Marcel in Paris
An interview with the Musée Carnavalet’s curator, Anne-Laure Sol, Curator of the exhibition “Marcel Proust, a Parisian novel”, Chief Curator of Heritage, department of paintings and stained glass at the Carnavalet Museum – History of Paris, who sheds insight on the exhibition Marcel Proust, a Parisian Novel, an exhibition that celebrates the 150th anniversary of his birth and explores his relationship to the city where he spent most of his life.
Beyond Marcel Proust as a writer, there is broader mythology. What do you think are the main characteristics of this Proustian myth?
The mythical dimension attached to Proust is, in my opinion, linked to the importance of his artwork entitled In Search of Lost Time (À la Recherche du temps perdu, in French), an immense reflection on time and art, and a break with the novelistic forms that preceded it. The conditions under which he wrote this novel – a decade during which the writer summoned up his memories to feed his work and consumed himself to complete it – are also quite extraordinary. The aura of this narrative cycle, which begins at the end of the Second Empire and ends in the 1920s, was very quickly understood by his contemporaries, and Proust was awarded the Prix Goncourt in 1919. Finally, all the stories related by Céleste Albaret, his governess, and by many of his relatives, contributed to constructing an almost legendary image of Proust – one based on a form of eccentricity and the acknowledgement of his literary genius
Marcel Proust and Robert de Montesquiou corresponded more than 300 times. The eccentric dandy even inspired the character of Baron de Charlus. What place does the figure of the dandy occupy in Marcel Proust’s work and imagination?
The Count de Montesquiou was one of the most remarkable figures of his time. By birth, he frequented the most exclusive salons; but his tastes and talents led him to the world of the arts. His extravagant personality served as a model for the dandy des Esseintes in Huysmans’s À Rebours (Against Nature). After their meeting in 1892 in Madeleine Lemaire’s salon, the two men bonded, forming a relationship in which Proust’s admiration for the young dandy was often mixed with mockery. Although Proust referred to Montesquiou, who was 24 years older than him, as his “professor of beauty” in his letters, he did not hesitate to use some of his features to forge the portrait of Baron de Charlus in his novel, which provoked the Count’s anger.
The portrait by Jacques-Émile Blanche shows Proust at the cutting edge of the refinement of his era. Could the writer himself be described as a dandy?

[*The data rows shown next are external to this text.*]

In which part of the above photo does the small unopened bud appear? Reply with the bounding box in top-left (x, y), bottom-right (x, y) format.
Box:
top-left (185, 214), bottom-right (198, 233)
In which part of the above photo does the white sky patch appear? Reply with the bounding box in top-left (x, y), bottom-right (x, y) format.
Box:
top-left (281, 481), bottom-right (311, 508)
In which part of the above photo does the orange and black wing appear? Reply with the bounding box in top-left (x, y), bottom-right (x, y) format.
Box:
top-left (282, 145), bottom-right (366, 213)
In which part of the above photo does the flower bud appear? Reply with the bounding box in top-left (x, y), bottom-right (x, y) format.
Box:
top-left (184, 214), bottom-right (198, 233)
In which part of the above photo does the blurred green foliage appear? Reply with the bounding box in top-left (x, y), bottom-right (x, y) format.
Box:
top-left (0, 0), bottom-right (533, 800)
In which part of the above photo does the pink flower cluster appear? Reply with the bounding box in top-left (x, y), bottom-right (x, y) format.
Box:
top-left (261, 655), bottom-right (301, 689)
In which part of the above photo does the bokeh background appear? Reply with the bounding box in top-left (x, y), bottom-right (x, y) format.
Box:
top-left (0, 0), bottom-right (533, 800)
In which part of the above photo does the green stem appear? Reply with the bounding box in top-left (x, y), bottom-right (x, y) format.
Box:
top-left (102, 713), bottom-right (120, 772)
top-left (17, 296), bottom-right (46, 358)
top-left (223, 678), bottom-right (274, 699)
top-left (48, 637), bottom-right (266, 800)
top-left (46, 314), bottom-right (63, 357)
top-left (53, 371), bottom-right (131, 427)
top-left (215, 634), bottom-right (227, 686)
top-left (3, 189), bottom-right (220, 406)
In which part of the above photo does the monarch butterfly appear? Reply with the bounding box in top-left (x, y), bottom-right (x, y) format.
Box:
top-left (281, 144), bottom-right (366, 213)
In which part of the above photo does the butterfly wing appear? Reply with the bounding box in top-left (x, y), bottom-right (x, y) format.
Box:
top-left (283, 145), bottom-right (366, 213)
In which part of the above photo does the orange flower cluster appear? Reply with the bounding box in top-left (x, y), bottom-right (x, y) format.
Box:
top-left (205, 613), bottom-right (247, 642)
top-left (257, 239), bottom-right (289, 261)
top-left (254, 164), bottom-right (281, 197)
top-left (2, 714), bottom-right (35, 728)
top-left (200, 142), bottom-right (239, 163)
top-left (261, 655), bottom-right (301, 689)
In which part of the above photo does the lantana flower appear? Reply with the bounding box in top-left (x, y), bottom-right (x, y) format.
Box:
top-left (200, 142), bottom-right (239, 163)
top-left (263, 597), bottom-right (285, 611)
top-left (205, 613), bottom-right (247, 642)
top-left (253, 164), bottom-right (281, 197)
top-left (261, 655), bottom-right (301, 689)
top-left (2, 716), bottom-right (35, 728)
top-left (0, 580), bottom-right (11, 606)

In this portrait dated 1892, Proust is 21 years old and is dressed in 1890s fashion. He is wearing a dark suit, a light-coloured waistcoat and shirt, as was common for going out in the evening, with an orchid in his buttonhole (a choice that can be explained by Proust’s aversion to flower pollen, as he suffered from asthma). In this portrait, he wears his hair short, slicked back and a thin moustache, and is indeed an elegant young man at the dawn of his social career. What is interesting is that there are no other portraits of Proust, and very few photographs after this painting. This painting therefore fixes an image of the artist as an eternal young man, a deliberate choice on his part. The testimony of Paul Morand, who met him in 1915, sheds light on the fact that Proust kept this way of dressing until his death, and that he therefore seemed curiously anachronistic to the elegant society of the early 20th century. The objects conserved by the Carnavalet Museum, the writer’s coat and cane, reinforce this impression. Proust had found his “style” very early on and never deviated from it.
What is the relationship between the author of In Search of Lost Time and fashion? Did it play a particular role in this unique literary masterpiece?
Marcel Proust has always been very interested in fashion; he even wrote a column in Le Mensuel in December 1890 signed “Etoile filante” (“Shooting star”) in which he wrote a series of fashion observations. This interest covers not only the field of clothing – from the crinolines of the late 1880s to the cylindrical hats worn by women during the World War I – but also interior furnishings, decoration, prominent personalities, and social codes (such as putting one’s hat on the ground, dining in the country in a jacket). For Proust, in the novel, fashion is fleeting and reflects the passage of time. It is also a factor in the recognition of the characters among themselves, who, according to certain signs that are sometimes invisible to others, know whether they belong to the same world or not!
Marcel Proust, a Parisian Novel continues at the Musée Carnavalet in Paris through April 10th, 2022.
This interview has been lightly edited for length and clarity.